Lake Te Wapu is a coastal dune lake in northeastern Chatham Island, near the village of Kaingaroa. It has an area of 28 ha and a maximum depth of 1.2 m. A single stream flows into the lake. Scrub and ranching land surrounds the lake. Thomas Ritchie, an early European settler of Chatham Island, leased a large ranching property adjacent to the lake in the mid-1860s. He built his residence, dubbed Lake House, along the shore of Te Wapu in 1867.
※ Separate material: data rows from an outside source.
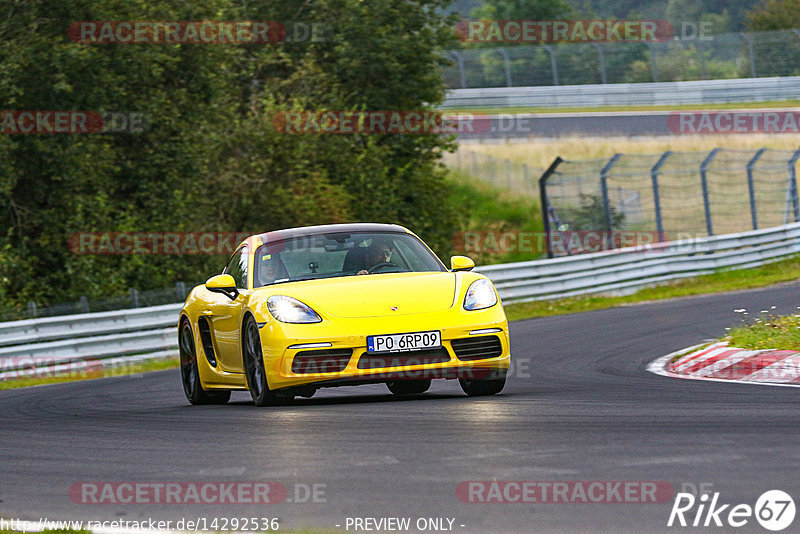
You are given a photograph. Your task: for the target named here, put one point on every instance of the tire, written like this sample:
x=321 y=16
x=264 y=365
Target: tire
x=408 y=387
x=190 y=374
x=482 y=388
x=254 y=367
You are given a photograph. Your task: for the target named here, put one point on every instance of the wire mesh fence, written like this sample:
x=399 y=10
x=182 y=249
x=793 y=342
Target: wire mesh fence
x=498 y=172
x=721 y=56
x=669 y=196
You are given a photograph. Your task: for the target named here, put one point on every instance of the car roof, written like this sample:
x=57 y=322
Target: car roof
x=304 y=231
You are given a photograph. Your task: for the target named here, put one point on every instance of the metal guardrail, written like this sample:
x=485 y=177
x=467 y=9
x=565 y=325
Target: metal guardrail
x=628 y=269
x=111 y=338
x=628 y=94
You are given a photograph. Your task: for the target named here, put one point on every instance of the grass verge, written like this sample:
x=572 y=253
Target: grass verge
x=133 y=368
x=487 y=211
x=781 y=271
x=767 y=331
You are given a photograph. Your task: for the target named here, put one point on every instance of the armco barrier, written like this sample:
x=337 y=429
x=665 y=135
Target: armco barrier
x=632 y=268
x=628 y=94
x=131 y=335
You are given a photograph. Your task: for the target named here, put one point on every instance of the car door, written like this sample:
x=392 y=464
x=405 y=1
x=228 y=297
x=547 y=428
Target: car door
x=225 y=315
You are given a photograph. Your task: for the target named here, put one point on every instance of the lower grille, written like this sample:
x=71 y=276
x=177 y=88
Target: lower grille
x=477 y=348
x=321 y=361
x=399 y=359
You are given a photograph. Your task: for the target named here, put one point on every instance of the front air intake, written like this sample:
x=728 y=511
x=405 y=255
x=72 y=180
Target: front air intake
x=477 y=348
x=321 y=361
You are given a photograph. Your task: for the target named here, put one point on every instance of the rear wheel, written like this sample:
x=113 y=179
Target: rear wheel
x=190 y=375
x=254 y=367
x=483 y=387
x=408 y=387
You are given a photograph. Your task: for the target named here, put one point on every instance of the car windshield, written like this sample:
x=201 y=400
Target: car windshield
x=341 y=254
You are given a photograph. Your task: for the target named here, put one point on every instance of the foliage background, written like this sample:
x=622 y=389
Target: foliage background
x=211 y=159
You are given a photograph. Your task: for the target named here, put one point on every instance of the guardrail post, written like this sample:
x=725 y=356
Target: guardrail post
x=704 y=183
x=134 y=297
x=602 y=59
x=751 y=186
x=506 y=66
x=656 y=194
x=553 y=63
x=751 y=53
x=526 y=176
x=545 y=204
x=793 y=185
x=653 y=67
x=604 y=190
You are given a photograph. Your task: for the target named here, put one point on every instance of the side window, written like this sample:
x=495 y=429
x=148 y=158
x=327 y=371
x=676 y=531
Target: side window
x=237 y=267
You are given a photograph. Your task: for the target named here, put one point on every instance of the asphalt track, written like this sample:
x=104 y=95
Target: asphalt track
x=580 y=406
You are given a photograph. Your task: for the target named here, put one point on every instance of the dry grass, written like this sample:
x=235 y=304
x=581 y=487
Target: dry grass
x=540 y=153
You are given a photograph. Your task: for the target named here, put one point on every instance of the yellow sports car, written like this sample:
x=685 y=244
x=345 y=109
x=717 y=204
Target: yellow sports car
x=345 y=304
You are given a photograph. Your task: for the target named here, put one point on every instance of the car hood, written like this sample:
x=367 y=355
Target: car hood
x=376 y=294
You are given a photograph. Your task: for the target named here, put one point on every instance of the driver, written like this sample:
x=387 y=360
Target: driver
x=378 y=252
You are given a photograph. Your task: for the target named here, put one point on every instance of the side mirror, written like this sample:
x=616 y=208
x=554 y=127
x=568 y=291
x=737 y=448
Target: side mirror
x=223 y=283
x=461 y=263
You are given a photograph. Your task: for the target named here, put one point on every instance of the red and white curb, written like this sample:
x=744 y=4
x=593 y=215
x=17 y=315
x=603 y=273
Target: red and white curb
x=721 y=363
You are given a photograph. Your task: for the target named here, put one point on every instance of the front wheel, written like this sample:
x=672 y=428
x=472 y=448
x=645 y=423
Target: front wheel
x=484 y=387
x=254 y=367
x=190 y=375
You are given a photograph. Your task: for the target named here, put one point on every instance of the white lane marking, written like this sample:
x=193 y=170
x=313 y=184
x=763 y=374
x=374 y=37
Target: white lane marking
x=689 y=360
x=725 y=362
x=659 y=367
x=784 y=370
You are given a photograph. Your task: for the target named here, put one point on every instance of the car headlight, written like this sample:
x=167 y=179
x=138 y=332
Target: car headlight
x=289 y=310
x=480 y=295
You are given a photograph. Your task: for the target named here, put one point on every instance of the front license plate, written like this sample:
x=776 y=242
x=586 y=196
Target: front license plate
x=405 y=342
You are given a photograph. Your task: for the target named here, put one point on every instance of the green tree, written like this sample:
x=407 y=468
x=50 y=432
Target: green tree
x=774 y=15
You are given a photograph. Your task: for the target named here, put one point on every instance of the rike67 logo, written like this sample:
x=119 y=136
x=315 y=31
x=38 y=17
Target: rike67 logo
x=774 y=510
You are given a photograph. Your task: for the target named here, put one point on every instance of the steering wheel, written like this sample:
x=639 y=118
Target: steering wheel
x=375 y=268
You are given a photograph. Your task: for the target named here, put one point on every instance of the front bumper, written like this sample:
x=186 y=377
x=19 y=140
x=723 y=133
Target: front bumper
x=349 y=334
Due to its direct adjacency to the Pacific Ocean, a significant amount of saltwater flows into Te Wapu intermittently, leading to its estimated 10% seawater by volume. Nearby Lake Pateriki also undergoes this process, although to a much greater extent. Like most other lakes on Chatham, Te Wapu is weakly alkaline. It has sandy sediment and a peat-stained water colour. The lake exhibits high levels of eutrophication (nutrient enrichment); a 2007 study classified the lake as one of four supertrophic lakes on Chatham. This nutrient enrichment has led to harmful algal blooms and a variable but generally poor water quality. Unlike most lakes on the island, it has a relative abundance of nitrogen relative to phosphorus, attributed to leachate from a nearby rubbish dump.

=== Flora and fauna ===
Black swans and black shags have been observed at Te Wapu. Emergent plants grow around the edges of the lake, such as Apodasmia similis, Eleocharis acuta, Schoenoplectus pungens, and Baumea arthrophylla. However, areas of the lake not fenced-off to cattle lack tall emergent plants due to grazing. A large population of inanga inhabit the lake, alongside longfin eel, short-finned eel, and New Zealand smelt.